Small (18–24 nt in lengths) non-coding RNAs called microRNAs (miRNAs) play an important role in gene silencing via the mechanism of RNA interference pathway, which leads to the degradation or translational repression of mRNA target after matching the complement sequences between miRNAs itself and target mRNA. 12 Approximately 30% of human genes can be regulated by miRNAs. 13 From the previous studies, many evidences suggested that various cellular pathways and events such as cell development, differentiation, and cell immunity can be regulated by miRNAs. 14 Besides, miRNAs can be used as outstanding biomarkers of cancer prognosis and diagnosis, because they are easily detected and measured in human serum and plasma. The risen possibility at present is to find the unique miRNA patterns in serum and plasma that can be useful for performing non-invasive disease markers. 15
The first aim of this research is to determine differential expression of miRNA profiling in Huh7 cells in response to HBV and Peg-IFN alpha-2a treatment. Second, to investigate hepatic miRNAs expression profiles in chronic hepatitis B (CHB) patients between before and after treatment with Peg-IFN alpha-2a. Finally, to compare miRNAs expression profiles in CHB patients treated with Peg-IFN alpha-2a between responders and non-responders.
Materials and methods
Patients and sample collection
Baseline characteristics of patients with chronic hepatitis B (CHB)
HBV: hepatitis B virus; IFN: interferon.
Plasmids and cell lines
The HCC cell lines (Huh7) and the plasmid expressing the HBV genome were generously provided by Prof. Yasuhito Tanaka, Nagoya City University Graduate School of Medical Sciences, Japan). The HBV plasmid was constructed by adding a full-length genome of HBV DNA genotype C (accession no. AB246345) into the pUC19 vector as described previously. 17 These plasmids were propagated in E. coli (DH5α) competent cells by heat shock transformation method. 18
Transfection of HBV plasmid
Huh7 cell line was cultured and maintained at 37℃, 5% CO2 humidified incubator in Dulbecco's Modified Eagle's Medium (Thermo Scientific) with 10% heat inactivated (56℃, 30 min) fetal bovine serum (Thermo Scientific) and 1% antibiotic-antimycotic (Gibco®). Cell cultures were divided into four different conditions in triplicates including mock infection, HBV expression plasmids transfection, Peg-IFNs alpha-2a treatment, and combined transfection of HBV expression plasmids and Peg-IFNs alpha-2a treatment. For transfection, the cells were seeded into 6-mm Petri dish (TPP) at a density of 7 × 105 cells/dish in medium without antibiotic-antimycotic and were incubated for 24 h. After the cells reached approximately 80% confluence, 3 µg of the HBV plasmid was diluted with Opti-MEM I reduced serum medium (Gibco®) and then transfected into cells by using 7.5 µL of Lipofectamine™ 2000 (Invitrogen) following the manufacturer’s guidelines. In IFN treatment condition, the cell cultures were treated with 100 ng of Peg-IFNs alpha-2a after 6 h of HBV transfection and then followed by 24-h incubation.
Isolation of miRNAs
Total miRNAs in cell cultures and clinical liver tissues were extracted by miRNA purification kit (Norgen) and the concentration of small RNA was quantitated by Qubit® BR RNA Assay kit (Invitrogen) following the manufacturer’s protocol.

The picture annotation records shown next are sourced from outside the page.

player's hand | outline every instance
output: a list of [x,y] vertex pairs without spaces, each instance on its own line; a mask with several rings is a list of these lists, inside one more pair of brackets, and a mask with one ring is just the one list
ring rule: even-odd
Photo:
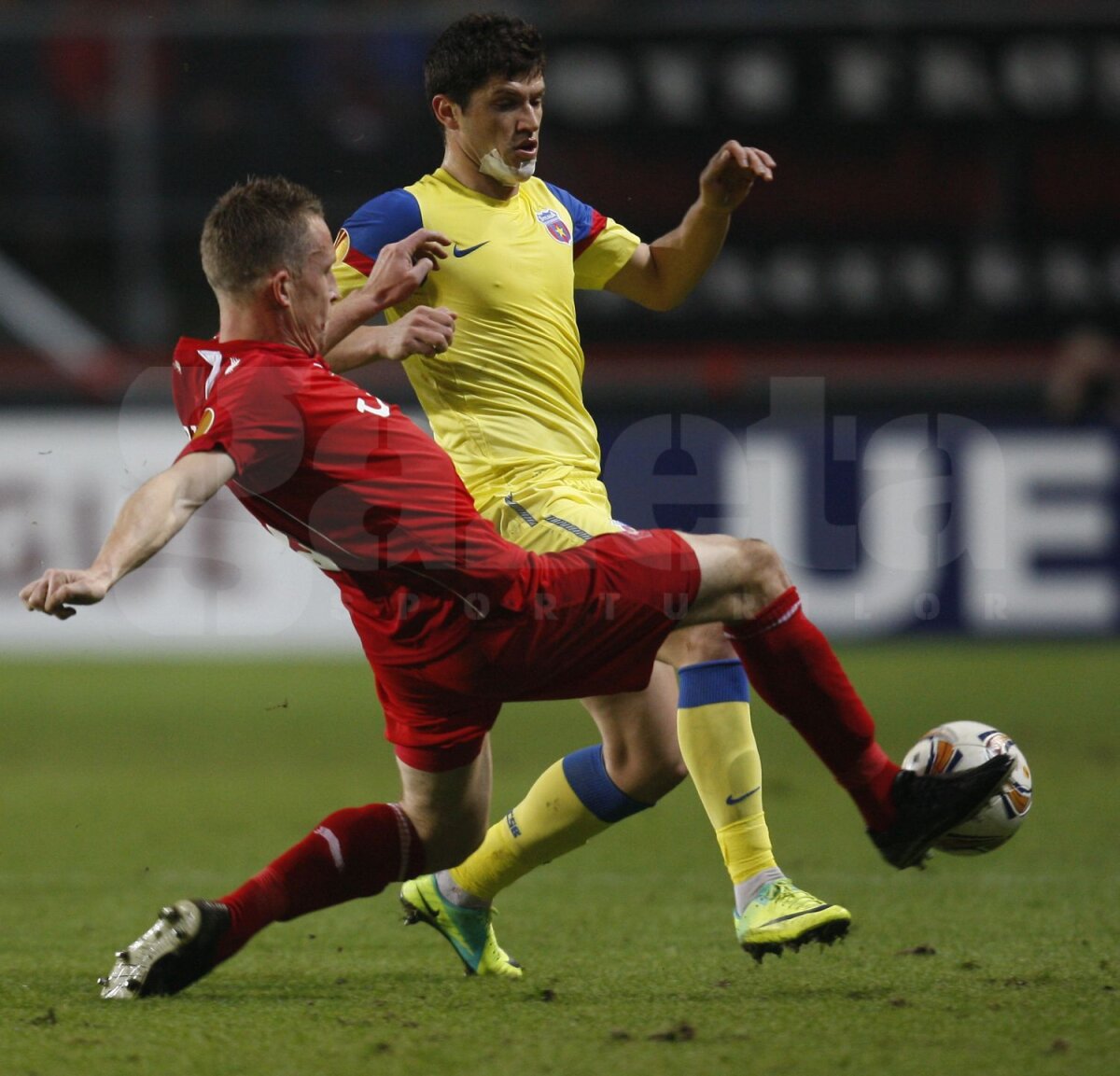
[[50,568],[28,583],[19,598],[25,608],[66,620],[77,612],[73,606],[93,606],[109,592],[100,576],[86,570]]
[[447,258],[451,241],[442,232],[418,228],[411,235],[381,249],[362,291],[379,310],[408,299],[428,278],[437,262]]
[[776,167],[766,150],[725,142],[700,174],[700,198],[709,209],[730,213],[750,194],[756,179],[769,183]]
[[410,355],[442,355],[455,338],[455,312],[447,307],[417,307],[385,326],[383,357],[402,359]]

Library preparation and next-generation sequencing
Small RNA libraries preparation begins with at least 100 ng/sample of total small RNAs using NEBNext® Multiplex Small RNA Library Prep Set for Illumina® (New England Biolabs). Briefly, small RNA was ligated with 3′ SR adaptor, and 5′ SR adaptor was then reverse transcribed into a cDNA library. After that, the cDNA library obtained from each sample was amplified by PCR with different indexes (distinctive 6 base-labeled). The size-selection of DNA library was performed through 3% agarose gel electrophoresis. The specific product size of DNA library (the length of miRNA with adaptors approximately 147 bp) was extracted by QIAquick gel extraction kit (QIAGEN). The DNA libraries were quantified by KAPA SYBR FAST qPCR Master Mix (2 × ) (Kapa Biosystems) according to the manufacturer’s recommendation. DNA libraries with different indexes were pooled together with equal concentration to make a 2 nM master DNA library. After that the DNA library was denatured by NaOH and then diluted using HT1 buffer in order to yield 10 pM DNA library which is suitable for next-generation sequencing (NGS). The NGS was performed using MiSeq® v2 reagent kit (Illumina®) carried out on MiSeq platform (Illumina®) according to Illumina’s instructions manual.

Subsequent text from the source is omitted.